İkinci Şekli: İbâdet esnasında riyayı bulaştırmaktır. Yani başlangıçta kendisini ibâdete sevk eden amil sadece Allah’ın rızâsını kazanmak olduğu halde ibâdeti esnasında sonradan riyaya bulaşmasıdır. Bu ibâdet şu iki halden birinden hali değildir:
[İkinci Şekil] Birinci hal: İbâdetin başlangıcının sonuyla irtibatlı olmamasıdır. Bu durumda başlangıç kısmı her halükârda sahîhtir, sonu bâtıldır. Mesela: Bir adam elindeki yüz lirayı tasadduk etmek istiyor. Bunun elli lirasını ihlâslı bir şekilde tasadduk etti. Sonra kalan elli lirada riyaya bulaştı. İşte ilkin tasadduk ettiği elli lira sadaka makbuldür, sahîhtir/ geçerlidir. Kalan elli lira sadakada ihlâs ile riya karıştığı için bâtıldır.
[İkinci Şekil] İkinci hal: İbâdetin başlangıcı ile sonunun birbiriyle irtibatlı olmasıdır. O zaman insan şu iki şeyden hali değildir:
Birincisi: Riyaya direnmesi, kendisini rahat hissetmemesi, riyadan yüz çevirmesi ve nefret etmesidir. Bunun ibâdetin sıhhatine hiçbir şekilde etkisi yoktur. Çünkü Peygamber صلى اللّٰه عليه وسلم şöyle buyurmuştur: “Yapmadığı ve konuşmadığı müddetçe ümmetimin içinden geçirdiği şeyler affedilmiştir.” (Buhari, Muslim)
İkincisi: Riyaya razı olması ve direnmemesidir. O zaman bütün ibâdeti boşa gider. Çünkü ibâdetin başı ile sonu birbiriyle irtibatlıdır. Mesela ihlâsla namaza başlayan bir kimse ikinci rekâtta riya duygusu gelirse, namazın başı ile sonu birbiriyle irtibatlı olduğu için tamamı boşa gider.

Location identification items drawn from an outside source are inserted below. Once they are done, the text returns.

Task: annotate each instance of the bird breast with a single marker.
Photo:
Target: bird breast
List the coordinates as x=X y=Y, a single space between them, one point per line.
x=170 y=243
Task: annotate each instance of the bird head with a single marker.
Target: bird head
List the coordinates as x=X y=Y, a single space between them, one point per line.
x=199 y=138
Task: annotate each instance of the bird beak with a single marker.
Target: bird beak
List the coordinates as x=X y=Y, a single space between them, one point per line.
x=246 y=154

Üçüncüsü: İbâdeti bitirdikten sonra riya duygusuna kapılmasıdır. Bunun bir etkisi olmaz ve ibâdeti iptal etmez. Çünkü o ibâdet sahîh olarak tamamlanmıştır. Sonradan meydana gelen riya onu ifsat etmez. İnsanların onun ibâdet etmesini bilmelerine sevinmesi riya değildir. Çünkü bu duygu ona ibâdeti bitirdikten sonra gelmiştir. İnsanın yaptığı ibâdetten dolayı sevinmesi de riya değildir. Çünkü bu, onun îmânının bir delîlidir. Peygamber صلى اللّٰه عليه وسلم şöyle buyurmuştur: “Yaptığı iyilik kendisini sevindiren ve işlediği kötülükten dolayı üzüntü duyan kimse mü’mindir.” (Tirmizi) Bunun sebebi sorulunca şöyle buyurdu: “Bu mü’minin peşin müjdesidir.”